Leinster 15 Ulster 3:Tries either side of half-time from Rob Kearney and Jamie Heaslip set Leinster on their way to victory over Ulster in a fast-paced festive derby at the RDS. The European champions made it 10 straight Magners League wins at their Dublin base, with the result moving them back to the top of the league table.
Ulster fielded an understrength team, with Grand Slam winners Paddy Wallace, Tom Court and Stephen Ferris rested as part of the IRFU Player Management Programme, while Willie Faloon replaced late cry-off David Pollock at openside flanker.
Leinster, meanwhile, had most of their frontliners on show, with CJ van der Linde and Nathan Hines the only absentees from the team that comfortably beat the Scarlets last weekend in the Heineken Cup.
In a frenetic start, Ulster’s debutant full-back Jamie Smith took two good early catches to settle his nerves and lock Dan Tuohy carried well for the visitors who were gunning for their first away win over Leinster in ten years.
Buoyed by their back-to-back European demolitions of the Scarlets, Leinster turned down their first kickable penalty in search of an early try but Ulster’s aggressive defence kept them out and a straight-on penalty from Shaun Berne opened the scoring on ten minutes.

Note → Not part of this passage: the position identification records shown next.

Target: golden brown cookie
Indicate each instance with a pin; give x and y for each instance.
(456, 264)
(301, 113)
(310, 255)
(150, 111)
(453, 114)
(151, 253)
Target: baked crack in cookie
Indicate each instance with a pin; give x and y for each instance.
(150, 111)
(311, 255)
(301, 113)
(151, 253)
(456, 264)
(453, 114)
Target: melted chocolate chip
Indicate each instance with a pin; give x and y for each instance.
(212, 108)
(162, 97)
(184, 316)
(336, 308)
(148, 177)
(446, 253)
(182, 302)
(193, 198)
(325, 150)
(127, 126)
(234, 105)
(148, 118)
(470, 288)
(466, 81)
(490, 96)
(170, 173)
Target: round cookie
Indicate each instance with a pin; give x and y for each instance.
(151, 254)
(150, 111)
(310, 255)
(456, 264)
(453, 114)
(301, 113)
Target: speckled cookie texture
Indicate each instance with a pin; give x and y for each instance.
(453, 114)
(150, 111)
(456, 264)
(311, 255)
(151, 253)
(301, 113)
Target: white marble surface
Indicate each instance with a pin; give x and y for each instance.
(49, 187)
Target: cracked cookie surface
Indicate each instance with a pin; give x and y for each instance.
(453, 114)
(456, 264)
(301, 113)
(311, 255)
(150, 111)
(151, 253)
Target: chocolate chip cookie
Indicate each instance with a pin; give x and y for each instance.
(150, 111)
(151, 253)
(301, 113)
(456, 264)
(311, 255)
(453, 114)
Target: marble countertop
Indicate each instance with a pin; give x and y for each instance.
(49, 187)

Berne’s opposite number, Niall O’Connor, failed to punish Sean O’Brien for a stray boot at a ruck and Ulster blindside flanker Thomas Anderson received a harsh sin-binning after he was adjudged to have gone over the top of a ruck after a hack through from Isaac Boss.
But Ulster showed great resilience while a man down — they backed themselves in seven-man scrum situations — and the game continued at a high pace with midfield breaks from Stan Wright and Simon Danielli almost setting up tries.

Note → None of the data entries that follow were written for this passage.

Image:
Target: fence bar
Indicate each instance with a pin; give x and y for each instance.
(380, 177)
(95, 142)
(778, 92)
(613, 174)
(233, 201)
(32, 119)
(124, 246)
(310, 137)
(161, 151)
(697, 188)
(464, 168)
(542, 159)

Leinster replacement Mike Ross was pinged for a needless offside and O’Connor converted the resulting kick to briefly level the tie, only for man-of-the-match Kearney to break the try deadlock five minutes before the break.

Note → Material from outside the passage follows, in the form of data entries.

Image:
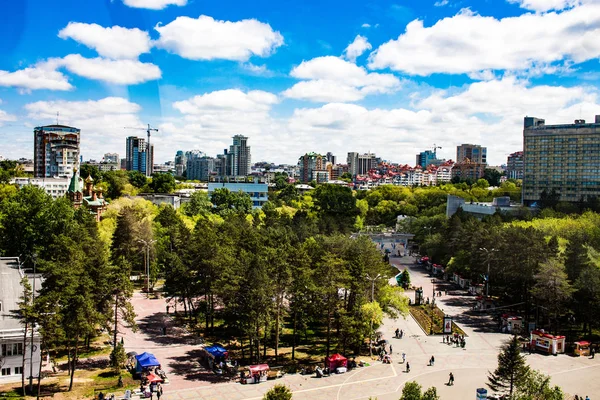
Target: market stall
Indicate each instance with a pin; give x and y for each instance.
(337, 362)
(145, 362)
(582, 348)
(546, 343)
(254, 373)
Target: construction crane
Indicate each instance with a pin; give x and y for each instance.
(149, 151)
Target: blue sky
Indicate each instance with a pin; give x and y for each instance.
(390, 77)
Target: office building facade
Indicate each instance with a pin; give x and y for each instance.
(56, 151)
(473, 152)
(564, 158)
(360, 164)
(137, 155)
(514, 166)
(238, 157)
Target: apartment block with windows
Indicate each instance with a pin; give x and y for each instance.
(563, 157)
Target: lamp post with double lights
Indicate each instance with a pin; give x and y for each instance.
(487, 277)
(147, 243)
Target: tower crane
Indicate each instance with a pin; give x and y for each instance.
(149, 151)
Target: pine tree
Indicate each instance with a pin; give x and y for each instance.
(511, 368)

Gordon D’Arcy made the score with a neat step and sweetly-delivered offload out of contact and Kearney raced onto the pass on the 22 to outstrip the cover and ease over under the posts. Berne’s conversion made it 10-3 at half-time.
Ulster’s defence slipped up again six minutes into the second half when Kearney battled to gather his own garryowen inside the visitors’ half and deftly passed to the supporting Heaslip, who swatted Smith away with a powerful hand-off and galloped over to the left of the posts.
Berne failed to add the conversion and Leinster struggled thereafter to carve out further try-scoring opportunities. It was Ulster who looked more threatening in the closing half-hour and they really should have garnered a losing bonus point.
As Leinster fell off the boil, Ulster were in desperate need of some better execution. The best of their chances came in the dying minutes when Shiels raced into space, and had Danielli held his pass out to the left touchline, a try looked certain.